The Charter of Fundamental Rights and Freedoms (Listina základních práv a svobod, Listina základných práv a slobôd) is a document enacted in 1991 by the Czechoslovak Federative Republic and currently continued as part of the constitutional systems of both the Czech Republic and Slovak Republic.

==Differences in the successor states of Czechoslovakia==

In the Czech Republic, the document was kept in its entirety as a separate document from the constitution, but imbued with the same legal standing as the constitution. It is a part of the Constitutional Code of the Czech Republic – a sum of constitutional laws and other sources of law, explicitly named in the constitution – that possesses the highest level of legal force.

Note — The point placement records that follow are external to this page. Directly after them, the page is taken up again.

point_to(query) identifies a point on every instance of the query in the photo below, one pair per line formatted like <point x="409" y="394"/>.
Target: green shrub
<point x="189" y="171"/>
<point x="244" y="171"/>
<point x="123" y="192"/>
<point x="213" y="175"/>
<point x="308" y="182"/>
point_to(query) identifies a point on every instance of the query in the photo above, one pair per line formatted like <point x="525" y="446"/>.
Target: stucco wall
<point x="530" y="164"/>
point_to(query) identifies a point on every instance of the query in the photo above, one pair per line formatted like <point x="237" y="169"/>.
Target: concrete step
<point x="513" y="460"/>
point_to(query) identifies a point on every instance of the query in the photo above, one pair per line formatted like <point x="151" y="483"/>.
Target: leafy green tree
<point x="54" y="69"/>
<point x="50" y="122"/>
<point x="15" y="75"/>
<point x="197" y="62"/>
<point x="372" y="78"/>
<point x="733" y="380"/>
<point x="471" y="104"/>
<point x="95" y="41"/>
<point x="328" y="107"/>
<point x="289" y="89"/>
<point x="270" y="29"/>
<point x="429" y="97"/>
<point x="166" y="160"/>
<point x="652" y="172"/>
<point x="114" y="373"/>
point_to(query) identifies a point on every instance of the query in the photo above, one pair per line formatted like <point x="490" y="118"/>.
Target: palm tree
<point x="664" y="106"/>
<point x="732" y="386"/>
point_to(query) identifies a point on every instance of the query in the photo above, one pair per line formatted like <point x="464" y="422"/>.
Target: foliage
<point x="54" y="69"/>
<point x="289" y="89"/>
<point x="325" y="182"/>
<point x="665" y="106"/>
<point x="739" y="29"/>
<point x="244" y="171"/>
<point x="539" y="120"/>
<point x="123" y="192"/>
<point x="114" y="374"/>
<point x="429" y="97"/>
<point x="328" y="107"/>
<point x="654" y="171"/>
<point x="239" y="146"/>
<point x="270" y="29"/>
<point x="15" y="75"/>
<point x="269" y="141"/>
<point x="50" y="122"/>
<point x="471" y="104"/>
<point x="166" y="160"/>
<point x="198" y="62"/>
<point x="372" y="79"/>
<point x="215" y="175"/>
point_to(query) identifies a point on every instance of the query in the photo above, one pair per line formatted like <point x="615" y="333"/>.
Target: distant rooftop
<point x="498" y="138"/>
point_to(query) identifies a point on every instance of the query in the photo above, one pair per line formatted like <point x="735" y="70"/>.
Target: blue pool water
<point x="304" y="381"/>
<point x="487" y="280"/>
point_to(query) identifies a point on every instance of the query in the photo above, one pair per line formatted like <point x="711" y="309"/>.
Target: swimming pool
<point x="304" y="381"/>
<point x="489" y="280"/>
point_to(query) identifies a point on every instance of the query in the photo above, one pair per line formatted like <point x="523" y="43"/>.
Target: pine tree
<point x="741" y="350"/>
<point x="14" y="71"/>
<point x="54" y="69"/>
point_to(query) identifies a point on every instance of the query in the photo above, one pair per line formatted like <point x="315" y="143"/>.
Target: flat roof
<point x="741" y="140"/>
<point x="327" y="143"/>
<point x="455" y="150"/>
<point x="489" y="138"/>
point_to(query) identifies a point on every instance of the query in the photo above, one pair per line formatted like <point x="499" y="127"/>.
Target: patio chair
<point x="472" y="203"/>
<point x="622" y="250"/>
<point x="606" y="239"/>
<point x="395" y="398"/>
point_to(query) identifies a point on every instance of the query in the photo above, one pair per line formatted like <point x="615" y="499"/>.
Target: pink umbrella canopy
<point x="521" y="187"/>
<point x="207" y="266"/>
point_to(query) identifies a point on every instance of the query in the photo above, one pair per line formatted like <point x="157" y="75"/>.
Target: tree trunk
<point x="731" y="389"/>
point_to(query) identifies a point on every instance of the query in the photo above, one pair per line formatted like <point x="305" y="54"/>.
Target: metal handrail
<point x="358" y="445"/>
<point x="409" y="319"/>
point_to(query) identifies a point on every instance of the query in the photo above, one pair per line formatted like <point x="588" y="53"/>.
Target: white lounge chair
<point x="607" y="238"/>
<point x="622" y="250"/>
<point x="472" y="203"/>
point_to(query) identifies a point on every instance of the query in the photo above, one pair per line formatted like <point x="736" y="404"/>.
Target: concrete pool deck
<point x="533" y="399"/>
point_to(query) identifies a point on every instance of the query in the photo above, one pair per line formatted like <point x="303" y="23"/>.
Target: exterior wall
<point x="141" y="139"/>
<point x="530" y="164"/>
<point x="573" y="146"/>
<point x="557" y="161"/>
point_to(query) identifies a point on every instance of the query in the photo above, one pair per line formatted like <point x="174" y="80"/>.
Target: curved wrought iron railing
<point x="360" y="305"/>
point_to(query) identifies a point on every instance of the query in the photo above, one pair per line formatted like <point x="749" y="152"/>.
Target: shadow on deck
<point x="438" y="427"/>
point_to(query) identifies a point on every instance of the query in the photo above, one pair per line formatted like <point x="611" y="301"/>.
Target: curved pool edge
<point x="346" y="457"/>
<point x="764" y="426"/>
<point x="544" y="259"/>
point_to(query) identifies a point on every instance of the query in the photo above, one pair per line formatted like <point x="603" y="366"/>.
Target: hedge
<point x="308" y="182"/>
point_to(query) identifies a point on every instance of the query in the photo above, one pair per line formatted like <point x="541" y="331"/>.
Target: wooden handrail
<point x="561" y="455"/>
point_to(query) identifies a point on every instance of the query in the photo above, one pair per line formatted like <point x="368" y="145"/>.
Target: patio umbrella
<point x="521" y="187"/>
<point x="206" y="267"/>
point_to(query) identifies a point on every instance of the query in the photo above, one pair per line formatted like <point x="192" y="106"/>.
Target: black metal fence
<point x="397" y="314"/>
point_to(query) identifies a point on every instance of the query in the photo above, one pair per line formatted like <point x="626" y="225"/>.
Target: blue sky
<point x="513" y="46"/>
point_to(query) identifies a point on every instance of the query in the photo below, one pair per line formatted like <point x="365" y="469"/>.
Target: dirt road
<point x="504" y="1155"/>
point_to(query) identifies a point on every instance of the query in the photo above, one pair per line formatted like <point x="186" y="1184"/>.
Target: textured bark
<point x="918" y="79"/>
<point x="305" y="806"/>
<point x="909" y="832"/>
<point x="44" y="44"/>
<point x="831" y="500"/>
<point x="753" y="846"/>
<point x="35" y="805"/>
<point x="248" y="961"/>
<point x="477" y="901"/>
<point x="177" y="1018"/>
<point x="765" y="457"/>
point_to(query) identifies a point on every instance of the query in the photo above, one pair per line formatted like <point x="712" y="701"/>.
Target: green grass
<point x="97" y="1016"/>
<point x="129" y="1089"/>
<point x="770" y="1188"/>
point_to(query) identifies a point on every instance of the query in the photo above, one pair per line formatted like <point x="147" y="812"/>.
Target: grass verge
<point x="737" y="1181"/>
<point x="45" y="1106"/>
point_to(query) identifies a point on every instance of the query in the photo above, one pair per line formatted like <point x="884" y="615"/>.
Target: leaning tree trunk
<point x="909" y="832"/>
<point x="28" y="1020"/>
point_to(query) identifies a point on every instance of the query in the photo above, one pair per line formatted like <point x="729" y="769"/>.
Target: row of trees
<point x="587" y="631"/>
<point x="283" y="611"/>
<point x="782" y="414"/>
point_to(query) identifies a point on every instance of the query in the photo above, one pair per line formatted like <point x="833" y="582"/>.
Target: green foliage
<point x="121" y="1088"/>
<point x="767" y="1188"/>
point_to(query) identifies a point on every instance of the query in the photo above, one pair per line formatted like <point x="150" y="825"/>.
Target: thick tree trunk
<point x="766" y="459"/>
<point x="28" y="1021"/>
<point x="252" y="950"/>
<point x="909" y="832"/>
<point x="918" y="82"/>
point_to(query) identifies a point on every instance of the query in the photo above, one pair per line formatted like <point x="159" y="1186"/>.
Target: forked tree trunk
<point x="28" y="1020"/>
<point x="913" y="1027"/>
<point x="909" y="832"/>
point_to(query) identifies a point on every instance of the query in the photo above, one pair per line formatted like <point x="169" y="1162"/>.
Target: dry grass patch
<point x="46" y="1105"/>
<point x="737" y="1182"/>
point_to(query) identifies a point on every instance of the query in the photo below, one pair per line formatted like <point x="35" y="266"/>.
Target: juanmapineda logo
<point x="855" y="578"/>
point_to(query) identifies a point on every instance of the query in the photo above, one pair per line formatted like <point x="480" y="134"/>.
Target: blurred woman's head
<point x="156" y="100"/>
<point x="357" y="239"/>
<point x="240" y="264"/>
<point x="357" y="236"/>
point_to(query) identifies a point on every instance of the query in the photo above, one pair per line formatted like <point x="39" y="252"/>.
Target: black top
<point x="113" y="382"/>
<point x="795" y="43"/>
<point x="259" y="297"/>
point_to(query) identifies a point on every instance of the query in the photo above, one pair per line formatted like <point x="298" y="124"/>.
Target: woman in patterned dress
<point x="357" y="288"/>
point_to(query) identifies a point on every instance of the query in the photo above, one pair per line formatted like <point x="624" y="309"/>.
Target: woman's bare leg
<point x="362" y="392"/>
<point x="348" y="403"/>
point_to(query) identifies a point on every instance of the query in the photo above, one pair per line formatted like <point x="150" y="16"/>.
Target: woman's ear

In Slovakia, the basic provisions of the Charter were integrated directly into the Slovak constitution. Though these legal provisions articles are substantively the same, there are some differences, such as the Slovak contention that "the privacy of correspondence and secrecy of mailed messages and other written documents and the protection of personal data are guaranteed."

The inclusion of the goals of the Charter directly into the Slovak constitution means that only the Czech Republic currently has a "Charter of Fundamental Rights and Basic Freedoms".

==Creation of the Czech Constitution==

An agreement was signed after the negotiations of the prime ministers Václav Klaus and Vladimír Mečiar on in August 1992, that set the date of the dissolution of Czechoslovakia to 31 December 1992. The dissolution was approved by the Parliament in November of the same year.

Because of an opposition from the Civic Democratic Alliance (ODA), the Civic Democratic Party (ODS) and especially the prime minister Klaus – who described the Charter as "the weeds of the Constitution" – the Charter never became a part of the Constitution. The time was running out and the members of the parliament had to reach an agreement on the text of the new Czech Constitution. Because of that a new legal term Constitutional Code was created, so that the Charter could have a legal authority similar to the constitution without being a part of the constitution. Viktor Knapp – a distinguished Czech lawyer – called this at the time "a result of a strange legislative compromise".

==Amendments to the Charter==
===First Amendment (1998)===
The Charter was first amended by the Constitutional Act No. 162/1998 Coll., which changed the length of possible police detention without charges. The Article 8(3) of the Charter originally allowed the police to detain a person for questioning for up to 24 hours, after which time the person must be either released or charged and handed over to a court with request for remand. This was amended in 1998 to allow up to 48 hours of police detention without charges.

===Second Amendment (2021)===

The second amendment to the Charter was passed as the Constitutional Act No. 295/2021 Coll. A new sentence was added to the Article 6(4), stating that: "The right to defend own life or life of another person also with arms is guaranteed under conditions set out in the law."

The provision is interpreted as guaranteeing legal accessibility of arms in a way that must ensure possibility of effective self-defense and as constitutional stipulation which underscores the individual right to be prepared with arms against an eventual attack, i.e. that courts cannot draw a negative inference from the fact that a defender had been preparing to avert a possible attack with use of weapons.

==Comparison with the US legislation==

The document is somewhat analogous to the United States Bill of Rights, although its provisions tend to be more specific, and imbue its citizens with more and different rights than in United States constitutional law, which by contrast recognizes and protects natural rights rather than grant legal entitlement.